\begin{align*} \text{Let's x=a-3 y=b-5 z=c-7}\\ \ x+y+z=0\\ \text{Since }\ x^3+y^3+z^2-3xyz=(x+y+z)(x^2+y^2+z^2-xy-yz-zx)=0 \text{, then}\\ \ xyz=180\\ \text{Afterward just check the cases.}\\ \end{align*}

What you write @above is really simple, but how we check cases.... I mean, they are thousants of them since x, y, z can also be negative!!!
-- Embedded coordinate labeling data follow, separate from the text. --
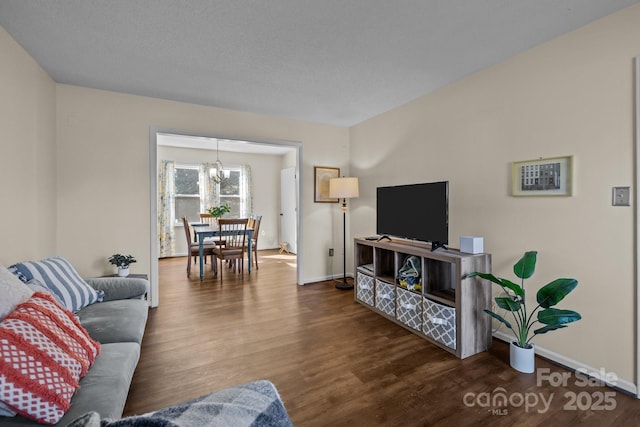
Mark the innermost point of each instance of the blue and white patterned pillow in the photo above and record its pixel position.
(62, 279)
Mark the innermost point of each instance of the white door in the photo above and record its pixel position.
(288, 217)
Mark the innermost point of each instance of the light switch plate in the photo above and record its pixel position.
(621, 196)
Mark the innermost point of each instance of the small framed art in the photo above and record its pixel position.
(543, 177)
(322, 175)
Continue from $x+y+z=0, xyz=180\implies xy(x+y)=-180$. Note that $(x-y)^2=(x+y)^2-4xy=(x+y)^2+\frac{720}{x+y}$ is a perfect square and $r=x+y$ is an integer dividing $180$. If $r>0$, then we have \[r^2+\frac{720}r\geq (r+1)^2\implies 720\geq r(2r+1)\implies 5761\geq (4r+1)^2\implies r\leq 18\]However, since equality never occurs, we actually have the stronger inequality: \[r^2+\frac{720}{r}\geq (r+2)^2\implies 180\geq r(r+1)\implies r\leq 12\]$r=12$ gives $144+60=204$, $r=10$ gives $172$, $r=9$ gives $161$, $r=8$ does not divide $180$, $r=6$ gives $36+120=156$, $r=4$ gives $16+180=196$ (good), $r=3$ gives $249$, $r=2$ gives $364$, and $r=1$ gives $721$. The only good case is $x+y=4\implies xy=-45\implies (x,y)=(9,-5), (-5,9)$. If $r=x+y<0$, then we must have \[r^2+\frac{720}{r}\leq (r+1)^2\implies r(2r+1)\leq 720\implies r\geq \frac{-\sqrt{5761}-1}{4}\implies r\geq -18\]Since equality does not occur, we must have \[r^2+\frac{720}{r}\leq (r+2)^2\implies 180\geq r(r+1)\implies r\geq -13\]$r=-12$ gives $144-60=84$, $r=-10$ gives $28$, and $r=-9$ gives $1$ (good). Any lower and the expression becomes negative, and not a perfect square. If $r=x+y=-9\implies xy=20\implies (x,y)=(-4,-5), (-5,-4)$. In conclusion, the only solutions are $\boxed{(x,y)=(9,-5),(-5,9),(-4,-5),(-5,-4)}$.